TAVI is being used increasingly as an alternative to SAVR in patients with aortic stenosis, but its association with infective endocarditis, which carries significant morbidity and mortality, is not well defined. “To investigate the risks of infective endocarditis with TAVI and SAVR, and the prognosis, we conducted a nationwide study of patients with aortic stenosis from French hospitals,” says Prof. Fauchier. “Because we wanted to compare the standard surgical approach with the usual percutaneous TAVI procedure, the study focussed on patients undergoing isolated SAVR or percutaneous TAVI and excluded patients undergoing more complex surgical procedures or surgical TAVI.”

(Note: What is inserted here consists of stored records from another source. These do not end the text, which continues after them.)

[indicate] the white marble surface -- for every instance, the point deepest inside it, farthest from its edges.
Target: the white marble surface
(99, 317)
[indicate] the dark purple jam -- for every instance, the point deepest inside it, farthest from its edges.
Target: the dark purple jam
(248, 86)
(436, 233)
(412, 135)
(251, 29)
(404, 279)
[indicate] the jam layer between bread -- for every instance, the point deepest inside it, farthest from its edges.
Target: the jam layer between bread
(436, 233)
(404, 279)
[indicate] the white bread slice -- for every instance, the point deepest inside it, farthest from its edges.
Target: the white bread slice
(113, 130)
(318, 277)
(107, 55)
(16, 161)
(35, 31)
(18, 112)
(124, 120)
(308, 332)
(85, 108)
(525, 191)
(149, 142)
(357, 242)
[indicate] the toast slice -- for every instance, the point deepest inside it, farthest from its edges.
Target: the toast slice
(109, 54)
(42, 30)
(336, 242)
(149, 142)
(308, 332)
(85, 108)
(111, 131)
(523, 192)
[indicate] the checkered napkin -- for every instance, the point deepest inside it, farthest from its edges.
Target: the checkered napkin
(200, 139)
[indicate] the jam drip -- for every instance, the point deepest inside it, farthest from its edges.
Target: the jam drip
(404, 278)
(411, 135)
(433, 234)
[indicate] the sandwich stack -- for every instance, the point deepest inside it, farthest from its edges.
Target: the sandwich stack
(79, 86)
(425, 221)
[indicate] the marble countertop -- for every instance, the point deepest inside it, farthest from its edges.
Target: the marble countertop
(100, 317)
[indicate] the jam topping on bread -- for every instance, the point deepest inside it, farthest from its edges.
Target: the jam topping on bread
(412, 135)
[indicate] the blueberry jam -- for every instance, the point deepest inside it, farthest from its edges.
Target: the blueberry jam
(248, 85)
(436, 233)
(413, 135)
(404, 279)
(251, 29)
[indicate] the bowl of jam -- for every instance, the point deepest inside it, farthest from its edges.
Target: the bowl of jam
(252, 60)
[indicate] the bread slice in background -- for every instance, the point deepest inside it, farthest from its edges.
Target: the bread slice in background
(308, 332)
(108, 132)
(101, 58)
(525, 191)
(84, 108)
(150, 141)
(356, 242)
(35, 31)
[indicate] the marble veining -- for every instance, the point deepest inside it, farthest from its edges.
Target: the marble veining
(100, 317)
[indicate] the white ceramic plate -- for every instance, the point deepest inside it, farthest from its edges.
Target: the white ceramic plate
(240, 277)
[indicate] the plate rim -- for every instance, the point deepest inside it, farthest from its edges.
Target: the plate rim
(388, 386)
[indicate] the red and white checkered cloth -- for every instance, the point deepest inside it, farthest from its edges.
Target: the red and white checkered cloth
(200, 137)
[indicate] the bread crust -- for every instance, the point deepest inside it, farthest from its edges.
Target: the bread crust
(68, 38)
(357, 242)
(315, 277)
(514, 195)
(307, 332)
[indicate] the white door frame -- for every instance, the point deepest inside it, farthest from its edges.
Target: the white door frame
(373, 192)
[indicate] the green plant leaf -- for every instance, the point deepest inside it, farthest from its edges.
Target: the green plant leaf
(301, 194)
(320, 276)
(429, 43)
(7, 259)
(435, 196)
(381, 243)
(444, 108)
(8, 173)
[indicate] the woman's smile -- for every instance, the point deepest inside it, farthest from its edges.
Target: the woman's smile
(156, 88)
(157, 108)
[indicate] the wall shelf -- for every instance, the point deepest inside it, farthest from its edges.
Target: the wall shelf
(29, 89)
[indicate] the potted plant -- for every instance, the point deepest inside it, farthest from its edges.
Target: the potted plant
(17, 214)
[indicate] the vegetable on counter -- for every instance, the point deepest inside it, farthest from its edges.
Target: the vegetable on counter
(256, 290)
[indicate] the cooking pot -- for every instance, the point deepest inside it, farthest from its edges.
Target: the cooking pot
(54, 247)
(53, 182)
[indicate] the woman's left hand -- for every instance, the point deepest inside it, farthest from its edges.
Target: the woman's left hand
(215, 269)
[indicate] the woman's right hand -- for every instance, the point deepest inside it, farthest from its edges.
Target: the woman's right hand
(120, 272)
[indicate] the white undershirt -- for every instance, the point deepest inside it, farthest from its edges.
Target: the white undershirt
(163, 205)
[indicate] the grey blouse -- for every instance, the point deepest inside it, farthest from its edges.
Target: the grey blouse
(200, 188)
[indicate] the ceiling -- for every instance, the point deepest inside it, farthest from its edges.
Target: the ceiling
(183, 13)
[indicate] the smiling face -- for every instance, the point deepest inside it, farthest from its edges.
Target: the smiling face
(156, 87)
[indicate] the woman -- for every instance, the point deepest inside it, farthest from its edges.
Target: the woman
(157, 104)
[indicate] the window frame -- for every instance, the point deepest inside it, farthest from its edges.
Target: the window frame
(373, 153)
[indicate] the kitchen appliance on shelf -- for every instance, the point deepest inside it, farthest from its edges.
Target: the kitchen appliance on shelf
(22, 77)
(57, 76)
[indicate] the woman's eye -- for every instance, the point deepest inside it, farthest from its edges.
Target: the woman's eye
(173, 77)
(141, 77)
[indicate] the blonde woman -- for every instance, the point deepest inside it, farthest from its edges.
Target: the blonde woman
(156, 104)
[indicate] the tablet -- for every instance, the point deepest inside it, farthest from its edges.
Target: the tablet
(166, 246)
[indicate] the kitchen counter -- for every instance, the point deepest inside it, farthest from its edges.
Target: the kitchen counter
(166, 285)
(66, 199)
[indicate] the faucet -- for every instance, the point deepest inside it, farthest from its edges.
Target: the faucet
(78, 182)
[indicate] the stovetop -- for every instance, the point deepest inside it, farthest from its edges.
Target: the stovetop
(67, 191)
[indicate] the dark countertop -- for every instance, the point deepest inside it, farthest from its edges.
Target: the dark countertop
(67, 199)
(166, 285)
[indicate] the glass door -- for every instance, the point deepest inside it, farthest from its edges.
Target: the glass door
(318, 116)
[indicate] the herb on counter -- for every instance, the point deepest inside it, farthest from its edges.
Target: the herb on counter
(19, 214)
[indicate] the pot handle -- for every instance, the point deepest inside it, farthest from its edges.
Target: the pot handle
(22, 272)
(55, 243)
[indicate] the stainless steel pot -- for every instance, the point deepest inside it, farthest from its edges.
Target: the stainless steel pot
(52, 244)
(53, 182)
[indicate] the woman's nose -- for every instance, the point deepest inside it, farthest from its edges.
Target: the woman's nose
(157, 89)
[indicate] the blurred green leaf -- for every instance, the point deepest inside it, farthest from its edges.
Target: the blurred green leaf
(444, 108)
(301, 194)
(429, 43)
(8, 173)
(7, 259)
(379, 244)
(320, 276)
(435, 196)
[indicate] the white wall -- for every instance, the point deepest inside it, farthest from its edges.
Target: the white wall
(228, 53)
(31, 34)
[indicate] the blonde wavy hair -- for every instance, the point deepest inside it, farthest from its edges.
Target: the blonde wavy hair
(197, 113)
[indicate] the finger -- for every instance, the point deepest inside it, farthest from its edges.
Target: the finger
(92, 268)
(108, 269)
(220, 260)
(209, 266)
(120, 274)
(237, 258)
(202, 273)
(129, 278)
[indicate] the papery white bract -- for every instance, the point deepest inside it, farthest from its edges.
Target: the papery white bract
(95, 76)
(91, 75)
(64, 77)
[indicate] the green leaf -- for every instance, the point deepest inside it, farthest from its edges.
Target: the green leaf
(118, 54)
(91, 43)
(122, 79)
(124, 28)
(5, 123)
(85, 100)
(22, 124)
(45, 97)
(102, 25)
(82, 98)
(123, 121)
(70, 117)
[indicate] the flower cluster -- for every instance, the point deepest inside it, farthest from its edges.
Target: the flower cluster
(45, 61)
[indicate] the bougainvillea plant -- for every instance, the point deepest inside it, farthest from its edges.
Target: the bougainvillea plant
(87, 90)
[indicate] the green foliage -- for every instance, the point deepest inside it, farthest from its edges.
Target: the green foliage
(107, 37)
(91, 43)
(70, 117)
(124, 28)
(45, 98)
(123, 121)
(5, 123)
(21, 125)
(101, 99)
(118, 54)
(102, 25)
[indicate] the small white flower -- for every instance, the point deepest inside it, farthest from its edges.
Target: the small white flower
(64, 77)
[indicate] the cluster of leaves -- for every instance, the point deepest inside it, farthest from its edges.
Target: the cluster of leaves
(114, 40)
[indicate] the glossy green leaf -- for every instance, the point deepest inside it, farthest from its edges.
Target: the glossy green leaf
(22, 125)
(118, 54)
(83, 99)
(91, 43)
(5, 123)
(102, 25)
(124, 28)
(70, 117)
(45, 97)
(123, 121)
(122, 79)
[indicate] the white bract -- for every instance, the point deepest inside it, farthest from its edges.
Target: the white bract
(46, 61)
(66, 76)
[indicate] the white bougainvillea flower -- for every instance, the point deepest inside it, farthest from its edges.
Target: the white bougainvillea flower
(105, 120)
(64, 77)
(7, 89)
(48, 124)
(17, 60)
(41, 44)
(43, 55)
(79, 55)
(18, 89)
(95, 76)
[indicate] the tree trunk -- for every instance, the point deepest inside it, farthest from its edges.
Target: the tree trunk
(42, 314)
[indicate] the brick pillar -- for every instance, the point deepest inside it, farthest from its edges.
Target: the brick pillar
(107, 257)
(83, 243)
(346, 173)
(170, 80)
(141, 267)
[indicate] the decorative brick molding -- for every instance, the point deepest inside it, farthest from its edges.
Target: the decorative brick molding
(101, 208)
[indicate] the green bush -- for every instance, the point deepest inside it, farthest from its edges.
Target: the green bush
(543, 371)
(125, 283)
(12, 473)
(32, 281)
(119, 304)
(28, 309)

Around 47,000 patients with TAVI and 60,000 patients with SAVR, treated between 2010 and 2018, were included from the French administrative hospital-discharge database. “The TAVI patients were older and had more comorbidities,” says Prof. Fauchier, “and this is likely to be part of the reason they received TAVI instead of SAVR.” To account for the difference in baseline characteristics across the groups, patients in each arm were propensity-score matched, resulting in around 16,000 patients in each group.
The yearly rate of infective endocarditis was 1.9% with TAVI and 1.7% with SAVR (relative risk 1.09; 95% confidence interval [CI] 0.96–1.23; p=0.17).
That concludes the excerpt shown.